Who else can observe your mind better than you? You’ve got a front-row seat. And you’re pretty familiar with the ins and outs of the mind, but you’re going to find there are a lot more ins and outs that you may not have suspected, but they’re there. You’ll dig them out as you come up with different problems. And as long as your attitude is that you’re willing to learn, you’re happy to learn, and you take some joy in exploration, then your attitude has reached the right mean, avoiding those two extremes, putting the qualities of humility and confidence together in a way that’s just right: a way that actually does lead to progress.

The humility also has to do with the realization we’re not here to learn a body of knowledge, a framework of words. We’re here to learn a skill. And as with any skill, when you start out, things may not come out so well. But as long as you realize that this is a skill you really want to learn, you’re willing to learn from the mistakes and not let them defeat you. So you observe your actions. You can compare your actions. The idea that meditation involves dropping your judging mind is one of the most destructive teachings you can imagine. How else are you going to learn unless you can judge whether one thing is better than another?

As the Buddha said, you learn the quality of analysis of qualities, which is the discernment factor for awakening, by comparing things. When the mind acts on this kind of intention, what are the results? When it acts on that kind of intention, what are the results? Which is better? This is comparing, seeing things in pairs. As you get a sense of what’s better, then you try something else, and you compare the best results you’ve had so far with what’s new. You find some things that you’re going to throw away, or some things that you put away, saying they’re not right for right now but maybe they’ll be useful later on. But then you learn some things that really are useful right now. So you explore and compare, explore some more and compare some more. This is one of the functions of mindfulness.

If you’re simply aware of the present moment, without making any reference to the past, there’s no way your discernment is going to develop. You try to notice when you meditate: When the mind settles down, where are you focused? What is the breath like? How do you maintain that? The next time you meditate, try to remember all that and to re-create those conditions again. See if you can bring the mind down more and more quickly. Get to know it better.

Like the cook in the Buddha’s analogy: There’s the foolish cook who just fixes food for his master and doesn’t really notice what the master likes to eat. He doesn’t really observe the signs of when the master is pleased or displeased, so the cook is not going to get a reward. It’s the cook who notices how the master reaches for this, or praises that, or eats a lot of this, and so makes more of that: That’s the cook who’s going to get the reward. In the same way, when you meditate, try to notice what the mind likes to settle down with. Then provide more of that. After all, it is your mind.

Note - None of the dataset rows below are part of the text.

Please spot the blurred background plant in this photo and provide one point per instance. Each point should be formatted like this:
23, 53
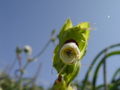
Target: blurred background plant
20, 82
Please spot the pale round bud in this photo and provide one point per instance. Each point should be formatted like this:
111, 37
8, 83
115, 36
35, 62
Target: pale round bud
70, 53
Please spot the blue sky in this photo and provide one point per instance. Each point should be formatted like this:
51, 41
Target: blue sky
30, 22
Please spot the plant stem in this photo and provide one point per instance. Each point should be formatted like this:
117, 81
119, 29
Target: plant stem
105, 74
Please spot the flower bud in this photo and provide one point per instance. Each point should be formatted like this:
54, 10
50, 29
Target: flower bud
70, 53
27, 49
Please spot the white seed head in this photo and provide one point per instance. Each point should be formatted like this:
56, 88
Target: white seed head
70, 53
27, 49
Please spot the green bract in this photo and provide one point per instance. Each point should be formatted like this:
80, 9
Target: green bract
72, 45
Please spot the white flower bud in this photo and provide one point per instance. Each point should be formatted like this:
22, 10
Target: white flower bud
70, 53
27, 49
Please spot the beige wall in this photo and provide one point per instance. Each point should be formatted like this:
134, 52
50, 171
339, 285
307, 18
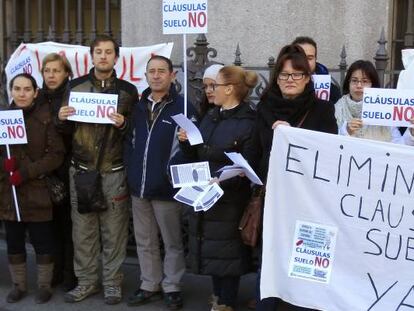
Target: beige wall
262, 27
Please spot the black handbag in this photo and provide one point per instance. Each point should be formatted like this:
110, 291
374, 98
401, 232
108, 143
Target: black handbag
88, 185
58, 191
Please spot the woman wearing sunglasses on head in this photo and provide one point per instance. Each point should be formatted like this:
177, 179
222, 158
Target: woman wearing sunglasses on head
215, 244
289, 100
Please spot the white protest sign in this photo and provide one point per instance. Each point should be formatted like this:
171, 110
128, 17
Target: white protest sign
201, 198
339, 215
130, 65
12, 128
93, 107
184, 16
388, 107
322, 85
190, 174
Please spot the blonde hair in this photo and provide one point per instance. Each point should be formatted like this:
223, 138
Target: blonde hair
242, 80
52, 57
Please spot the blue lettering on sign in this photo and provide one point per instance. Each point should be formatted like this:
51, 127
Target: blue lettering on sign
98, 101
11, 121
389, 101
84, 113
376, 115
20, 65
175, 23
186, 7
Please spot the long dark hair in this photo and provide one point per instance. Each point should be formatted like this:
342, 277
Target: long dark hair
24, 75
296, 55
367, 69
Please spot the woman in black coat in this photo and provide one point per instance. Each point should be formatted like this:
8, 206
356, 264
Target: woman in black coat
289, 100
215, 245
56, 72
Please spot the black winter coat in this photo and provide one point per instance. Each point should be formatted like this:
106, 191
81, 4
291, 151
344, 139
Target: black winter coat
318, 115
214, 239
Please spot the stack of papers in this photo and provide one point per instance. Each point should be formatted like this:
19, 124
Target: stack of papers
240, 166
194, 179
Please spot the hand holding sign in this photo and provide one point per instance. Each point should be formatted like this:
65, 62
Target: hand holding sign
93, 108
117, 118
12, 131
353, 126
65, 112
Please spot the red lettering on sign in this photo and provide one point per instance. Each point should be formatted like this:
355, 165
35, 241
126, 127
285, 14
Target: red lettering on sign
85, 64
319, 261
131, 71
197, 19
403, 113
124, 66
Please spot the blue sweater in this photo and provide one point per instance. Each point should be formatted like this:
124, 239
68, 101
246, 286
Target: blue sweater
150, 148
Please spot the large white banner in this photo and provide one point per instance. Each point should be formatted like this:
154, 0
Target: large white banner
12, 128
130, 65
184, 16
339, 223
322, 85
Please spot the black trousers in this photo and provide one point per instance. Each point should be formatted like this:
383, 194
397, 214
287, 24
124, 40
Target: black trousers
226, 289
40, 234
62, 231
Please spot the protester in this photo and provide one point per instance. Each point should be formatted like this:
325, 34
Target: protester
311, 51
56, 72
348, 109
289, 100
209, 78
98, 152
216, 248
149, 149
26, 170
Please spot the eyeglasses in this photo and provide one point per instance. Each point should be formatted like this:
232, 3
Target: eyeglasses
215, 85
207, 87
363, 82
284, 76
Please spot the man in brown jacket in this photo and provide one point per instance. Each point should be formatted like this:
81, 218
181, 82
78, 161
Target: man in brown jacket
90, 141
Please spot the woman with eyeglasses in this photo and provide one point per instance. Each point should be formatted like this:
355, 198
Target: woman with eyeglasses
26, 170
348, 109
215, 246
289, 100
209, 79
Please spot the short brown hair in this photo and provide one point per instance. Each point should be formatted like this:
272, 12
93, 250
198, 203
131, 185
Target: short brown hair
104, 38
242, 80
52, 57
296, 55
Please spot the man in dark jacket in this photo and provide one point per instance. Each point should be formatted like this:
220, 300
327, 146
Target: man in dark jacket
99, 147
149, 149
311, 51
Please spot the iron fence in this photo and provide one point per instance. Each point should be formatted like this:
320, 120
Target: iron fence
201, 56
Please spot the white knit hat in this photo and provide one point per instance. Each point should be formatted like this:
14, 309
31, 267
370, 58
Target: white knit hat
211, 72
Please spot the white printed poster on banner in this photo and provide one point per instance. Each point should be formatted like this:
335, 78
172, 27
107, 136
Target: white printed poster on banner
313, 249
130, 65
190, 174
184, 16
338, 222
322, 85
201, 198
388, 107
93, 107
12, 128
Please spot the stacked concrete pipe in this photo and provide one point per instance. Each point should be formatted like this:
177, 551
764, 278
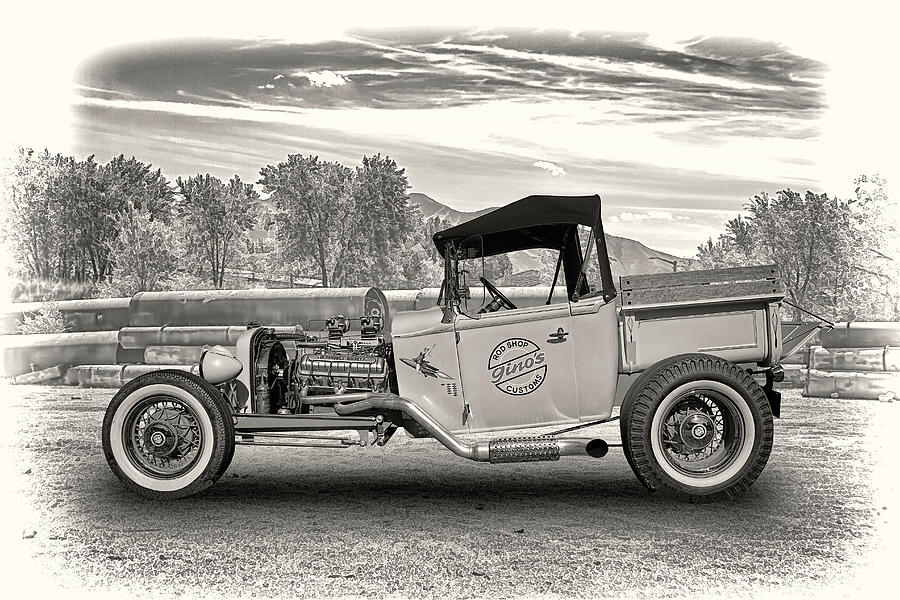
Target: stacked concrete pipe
856, 360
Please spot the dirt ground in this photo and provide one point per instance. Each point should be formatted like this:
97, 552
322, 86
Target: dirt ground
412, 520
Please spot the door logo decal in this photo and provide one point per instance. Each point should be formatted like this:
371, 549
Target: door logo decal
517, 367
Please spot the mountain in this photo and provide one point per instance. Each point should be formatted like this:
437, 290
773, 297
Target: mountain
626, 256
432, 208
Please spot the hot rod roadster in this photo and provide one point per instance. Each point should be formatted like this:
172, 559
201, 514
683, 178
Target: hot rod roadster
692, 357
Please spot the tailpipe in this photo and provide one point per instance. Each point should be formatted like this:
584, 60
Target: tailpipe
504, 450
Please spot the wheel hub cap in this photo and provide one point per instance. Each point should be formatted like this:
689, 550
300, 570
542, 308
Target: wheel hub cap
700, 433
165, 436
160, 439
697, 431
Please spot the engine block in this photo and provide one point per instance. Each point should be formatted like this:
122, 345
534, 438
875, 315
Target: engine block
293, 367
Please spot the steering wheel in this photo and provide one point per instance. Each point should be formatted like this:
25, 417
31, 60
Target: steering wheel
499, 300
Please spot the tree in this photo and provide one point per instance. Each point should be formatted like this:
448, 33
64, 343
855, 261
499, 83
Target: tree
351, 227
143, 253
822, 246
29, 228
216, 217
62, 213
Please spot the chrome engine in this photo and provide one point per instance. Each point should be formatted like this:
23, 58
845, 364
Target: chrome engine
291, 367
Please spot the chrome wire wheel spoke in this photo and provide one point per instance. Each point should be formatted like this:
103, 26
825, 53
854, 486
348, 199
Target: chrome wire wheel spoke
701, 433
165, 436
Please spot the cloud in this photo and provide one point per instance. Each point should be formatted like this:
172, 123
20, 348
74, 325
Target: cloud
707, 80
650, 215
325, 78
554, 169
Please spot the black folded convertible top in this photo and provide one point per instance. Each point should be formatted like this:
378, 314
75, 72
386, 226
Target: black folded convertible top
532, 222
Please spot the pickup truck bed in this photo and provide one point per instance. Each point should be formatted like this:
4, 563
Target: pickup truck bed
731, 313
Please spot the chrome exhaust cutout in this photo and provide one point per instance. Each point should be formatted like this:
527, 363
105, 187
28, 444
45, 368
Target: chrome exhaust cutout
504, 450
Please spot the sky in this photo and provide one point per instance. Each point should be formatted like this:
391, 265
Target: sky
674, 115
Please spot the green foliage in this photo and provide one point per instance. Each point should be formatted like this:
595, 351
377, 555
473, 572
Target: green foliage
347, 227
47, 319
61, 214
825, 249
143, 252
216, 217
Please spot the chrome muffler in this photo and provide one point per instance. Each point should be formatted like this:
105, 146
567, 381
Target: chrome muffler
504, 450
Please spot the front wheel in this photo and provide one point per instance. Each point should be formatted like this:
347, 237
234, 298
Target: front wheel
698, 426
168, 434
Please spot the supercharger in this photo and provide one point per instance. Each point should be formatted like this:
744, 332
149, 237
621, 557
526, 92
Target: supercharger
287, 367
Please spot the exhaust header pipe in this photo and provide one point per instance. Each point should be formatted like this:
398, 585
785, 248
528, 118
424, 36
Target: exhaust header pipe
505, 450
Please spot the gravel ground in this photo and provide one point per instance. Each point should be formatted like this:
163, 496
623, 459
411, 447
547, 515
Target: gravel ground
412, 520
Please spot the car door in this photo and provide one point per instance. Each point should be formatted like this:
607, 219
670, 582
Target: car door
595, 348
516, 368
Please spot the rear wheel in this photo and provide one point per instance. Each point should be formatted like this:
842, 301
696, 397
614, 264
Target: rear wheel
168, 434
698, 426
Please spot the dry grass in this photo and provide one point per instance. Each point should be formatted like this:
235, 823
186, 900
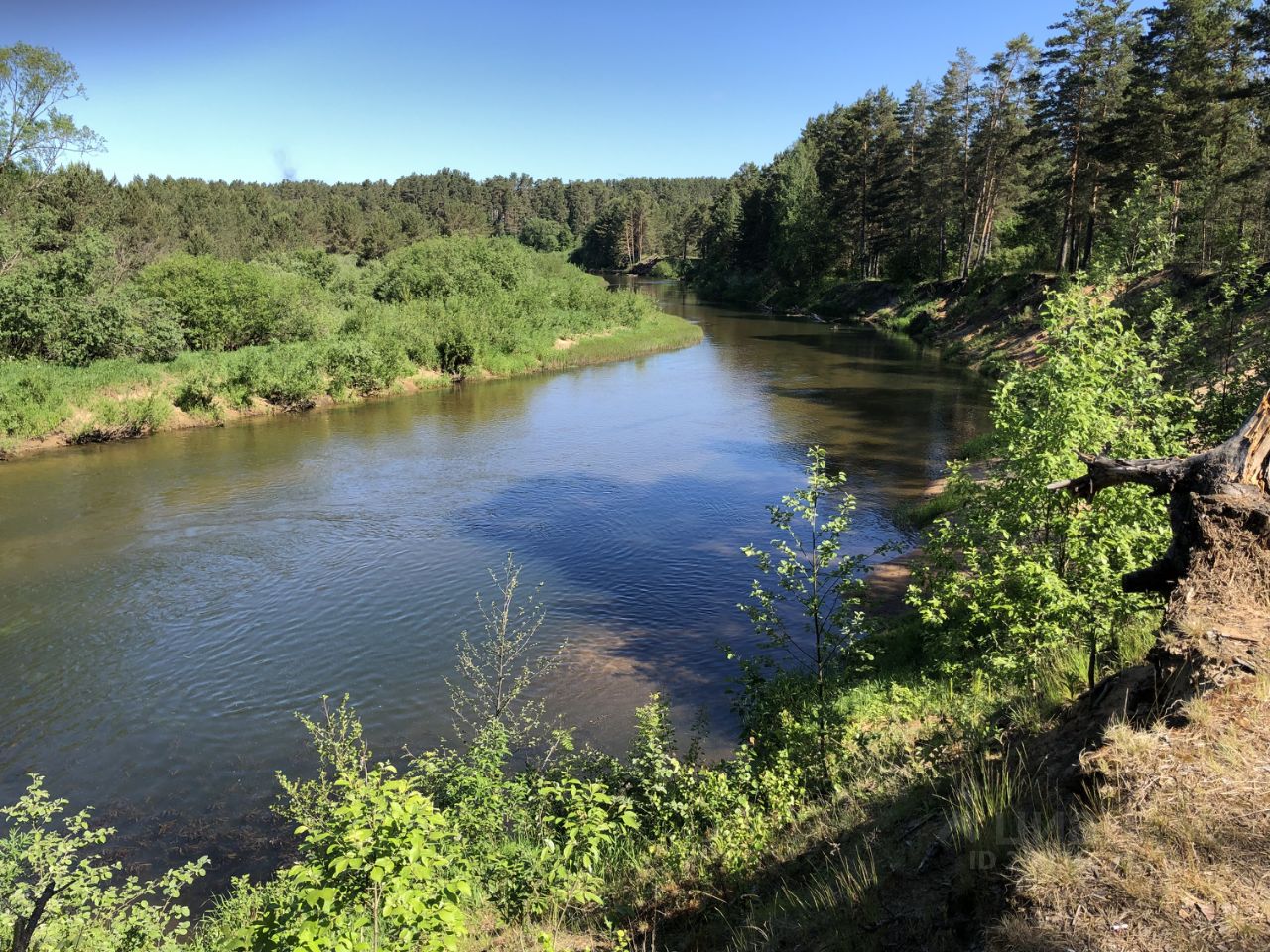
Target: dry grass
1178, 855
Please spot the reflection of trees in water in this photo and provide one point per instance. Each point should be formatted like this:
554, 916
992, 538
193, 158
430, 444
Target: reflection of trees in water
883, 408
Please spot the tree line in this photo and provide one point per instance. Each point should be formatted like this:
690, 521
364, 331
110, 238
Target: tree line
1026, 162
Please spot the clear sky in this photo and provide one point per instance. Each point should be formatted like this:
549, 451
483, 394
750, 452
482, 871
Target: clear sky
345, 91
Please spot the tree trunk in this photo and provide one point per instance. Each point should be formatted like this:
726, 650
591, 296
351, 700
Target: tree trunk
1216, 570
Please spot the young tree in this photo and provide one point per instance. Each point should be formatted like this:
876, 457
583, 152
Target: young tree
806, 608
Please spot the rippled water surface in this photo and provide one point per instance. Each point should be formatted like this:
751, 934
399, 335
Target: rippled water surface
167, 604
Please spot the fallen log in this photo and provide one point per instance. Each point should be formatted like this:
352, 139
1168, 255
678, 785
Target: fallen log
1215, 572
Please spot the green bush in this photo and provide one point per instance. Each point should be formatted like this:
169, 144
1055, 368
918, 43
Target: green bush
365, 366
227, 304
382, 874
452, 267
1023, 572
545, 235
59, 893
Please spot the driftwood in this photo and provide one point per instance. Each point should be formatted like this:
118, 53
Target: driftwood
1216, 570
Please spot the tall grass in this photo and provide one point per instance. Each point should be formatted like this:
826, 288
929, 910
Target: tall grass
444, 307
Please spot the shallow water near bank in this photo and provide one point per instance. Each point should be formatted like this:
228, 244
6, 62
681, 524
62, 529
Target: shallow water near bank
167, 604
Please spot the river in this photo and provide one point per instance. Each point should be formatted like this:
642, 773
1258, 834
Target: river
167, 604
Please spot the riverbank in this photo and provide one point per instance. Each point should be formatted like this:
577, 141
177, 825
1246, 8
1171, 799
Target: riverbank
118, 400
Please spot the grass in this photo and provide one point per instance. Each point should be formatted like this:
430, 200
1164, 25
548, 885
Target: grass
1176, 853
44, 404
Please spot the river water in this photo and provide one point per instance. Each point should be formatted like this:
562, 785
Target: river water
167, 604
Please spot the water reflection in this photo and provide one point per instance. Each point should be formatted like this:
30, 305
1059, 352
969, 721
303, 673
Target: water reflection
167, 604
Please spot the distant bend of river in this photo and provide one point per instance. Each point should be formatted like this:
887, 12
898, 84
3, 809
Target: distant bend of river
167, 604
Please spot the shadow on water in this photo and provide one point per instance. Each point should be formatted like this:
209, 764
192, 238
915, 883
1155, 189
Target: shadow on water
167, 604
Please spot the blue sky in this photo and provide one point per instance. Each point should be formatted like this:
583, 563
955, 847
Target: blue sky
345, 91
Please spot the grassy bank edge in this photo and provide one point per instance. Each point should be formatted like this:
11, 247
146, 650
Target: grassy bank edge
149, 405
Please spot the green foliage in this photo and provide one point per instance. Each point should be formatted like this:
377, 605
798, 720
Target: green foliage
226, 304
1019, 571
382, 871
35, 81
1139, 236
806, 611
498, 669
365, 366
63, 304
445, 268
545, 235
56, 892
583, 823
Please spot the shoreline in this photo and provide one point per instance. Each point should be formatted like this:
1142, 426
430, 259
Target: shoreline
659, 333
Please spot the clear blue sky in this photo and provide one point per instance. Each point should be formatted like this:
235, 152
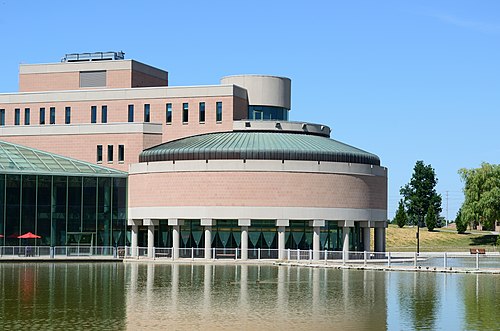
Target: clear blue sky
406, 80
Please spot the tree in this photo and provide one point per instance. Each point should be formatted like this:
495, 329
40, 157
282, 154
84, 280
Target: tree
460, 223
482, 194
401, 219
420, 193
431, 219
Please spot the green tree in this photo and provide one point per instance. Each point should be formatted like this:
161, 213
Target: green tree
431, 219
420, 193
482, 194
400, 218
460, 223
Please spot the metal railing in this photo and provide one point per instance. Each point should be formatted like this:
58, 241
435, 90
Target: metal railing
423, 260
61, 251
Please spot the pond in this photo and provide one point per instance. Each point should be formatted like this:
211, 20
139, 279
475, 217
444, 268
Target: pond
153, 296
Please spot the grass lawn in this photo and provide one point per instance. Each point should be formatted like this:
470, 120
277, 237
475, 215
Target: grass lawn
440, 240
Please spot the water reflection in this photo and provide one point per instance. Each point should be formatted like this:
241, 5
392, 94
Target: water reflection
138, 296
249, 296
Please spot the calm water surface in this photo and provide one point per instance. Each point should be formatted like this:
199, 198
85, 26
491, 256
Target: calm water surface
132, 296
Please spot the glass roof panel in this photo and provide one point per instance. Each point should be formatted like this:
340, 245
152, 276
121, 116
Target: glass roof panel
19, 158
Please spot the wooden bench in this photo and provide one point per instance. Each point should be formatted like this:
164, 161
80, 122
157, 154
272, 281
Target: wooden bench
478, 251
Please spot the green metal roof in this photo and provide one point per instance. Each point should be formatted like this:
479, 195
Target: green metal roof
258, 145
20, 159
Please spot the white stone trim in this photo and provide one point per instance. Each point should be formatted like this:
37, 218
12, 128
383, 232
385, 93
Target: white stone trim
81, 129
378, 216
107, 94
258, 165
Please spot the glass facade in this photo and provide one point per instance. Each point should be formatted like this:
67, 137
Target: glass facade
93, 114
27, 116
168, 113
218, 111
42, 116
267, 113
185, 112
63, 210
202, 112
67, 115
52, 115
147, 113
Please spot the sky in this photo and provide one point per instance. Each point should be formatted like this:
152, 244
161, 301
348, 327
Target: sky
405, 80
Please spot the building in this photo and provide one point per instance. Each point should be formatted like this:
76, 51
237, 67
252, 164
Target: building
209, 168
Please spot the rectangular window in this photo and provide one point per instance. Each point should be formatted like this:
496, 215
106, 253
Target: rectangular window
147, 113
52, 115
202, 112
121, 153
17, 116
99, 153
93, 114
218, 111
104, 114
185, 112
26, 116
130, 113
168, 113
42, 116
67, 115
110, 153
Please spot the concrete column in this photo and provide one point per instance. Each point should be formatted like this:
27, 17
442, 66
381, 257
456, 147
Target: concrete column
366, 239
281, 242
151, 240
175, 241
244, 243
208, 223
345, 243
316, 248
316, 224
281, 224
380, 239
244, 223
135, 235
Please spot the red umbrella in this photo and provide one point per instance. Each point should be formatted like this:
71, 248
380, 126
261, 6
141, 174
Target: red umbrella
29, 235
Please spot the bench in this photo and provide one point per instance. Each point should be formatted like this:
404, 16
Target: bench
225, 255
478, 251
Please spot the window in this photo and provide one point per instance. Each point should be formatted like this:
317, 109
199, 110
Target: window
67, 115
218, 111
121, 153
130, 113
26, 116
42, 116
168, 113
202, 112
110, 153
52, 115
93, 114
104, 114
17, 116
185, 113
147, 114
99, 153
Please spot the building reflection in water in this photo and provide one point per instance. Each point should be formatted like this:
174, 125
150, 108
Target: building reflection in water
218, 296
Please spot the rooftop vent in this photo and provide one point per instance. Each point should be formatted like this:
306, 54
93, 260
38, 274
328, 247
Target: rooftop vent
97, 56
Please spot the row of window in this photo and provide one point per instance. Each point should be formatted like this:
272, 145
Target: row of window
121, 153
185, 112
104, 114
27, 116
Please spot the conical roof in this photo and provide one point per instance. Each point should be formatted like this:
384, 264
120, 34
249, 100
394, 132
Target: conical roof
20, 159
258, 145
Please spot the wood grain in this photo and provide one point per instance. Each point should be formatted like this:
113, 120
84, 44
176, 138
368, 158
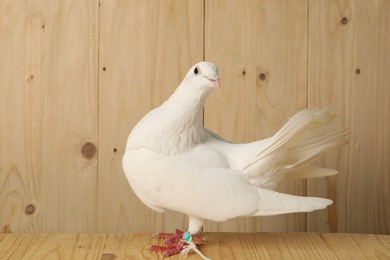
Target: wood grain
262, 59
348, 70
48, 112
75, 77
146, 47
218, 246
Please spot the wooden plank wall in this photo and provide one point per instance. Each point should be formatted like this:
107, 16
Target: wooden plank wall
75, 76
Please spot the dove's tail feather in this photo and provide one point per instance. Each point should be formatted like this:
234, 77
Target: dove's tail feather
275, 203
293, 148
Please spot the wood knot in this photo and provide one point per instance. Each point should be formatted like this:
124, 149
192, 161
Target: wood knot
30, 209
262, 76
88, 150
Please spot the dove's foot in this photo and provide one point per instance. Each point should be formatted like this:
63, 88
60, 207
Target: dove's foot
175, 243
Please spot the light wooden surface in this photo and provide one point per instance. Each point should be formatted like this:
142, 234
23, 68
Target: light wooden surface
263, 70
75, 76
354, 79
145, 49
218, 246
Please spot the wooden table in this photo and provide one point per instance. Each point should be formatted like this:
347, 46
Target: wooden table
218, 246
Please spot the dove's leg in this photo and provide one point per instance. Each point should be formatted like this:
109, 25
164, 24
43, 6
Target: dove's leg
174, 243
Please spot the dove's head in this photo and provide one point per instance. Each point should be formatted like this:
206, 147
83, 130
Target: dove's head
203, 75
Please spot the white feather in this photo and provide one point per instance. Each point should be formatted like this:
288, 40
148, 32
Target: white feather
173, 162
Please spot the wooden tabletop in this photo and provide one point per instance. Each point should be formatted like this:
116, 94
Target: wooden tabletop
218, 246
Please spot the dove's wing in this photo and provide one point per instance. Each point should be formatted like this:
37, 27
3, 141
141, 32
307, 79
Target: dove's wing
201, 185
198, 183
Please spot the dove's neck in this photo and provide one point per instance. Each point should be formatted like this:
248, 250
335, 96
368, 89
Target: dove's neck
173, 128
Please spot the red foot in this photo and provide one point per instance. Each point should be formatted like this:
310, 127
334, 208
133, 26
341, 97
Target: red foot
174, 242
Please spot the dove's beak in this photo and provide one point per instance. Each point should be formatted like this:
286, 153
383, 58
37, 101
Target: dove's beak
214, 79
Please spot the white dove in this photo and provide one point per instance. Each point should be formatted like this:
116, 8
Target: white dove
173, 162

You get ideas from the teachers, you get ideas from the texts as to what might work. But what’s actually going to work for you right now, during this session: That’s something only you can try out, only you can observe. And it’s something really worth learning about. After all, here we are: We want happiness and yet so many of our actions, so many of our thoughts, our words and deeds create suffering. Stress. Dis-ease. Why is that? What is it about our minds that we don’t know? That should be the most interesting question you can ask yourself. And here you’ve got the opportunity to learn, to explore, to figure out the answer.

So if you approach the practice with the right combination of humility and confidence—in other words, the ability to anticipate that you’re going to enjoy the exploration and you’re looking forward to all the things you can learn: That’s when your meditation is sure to progress.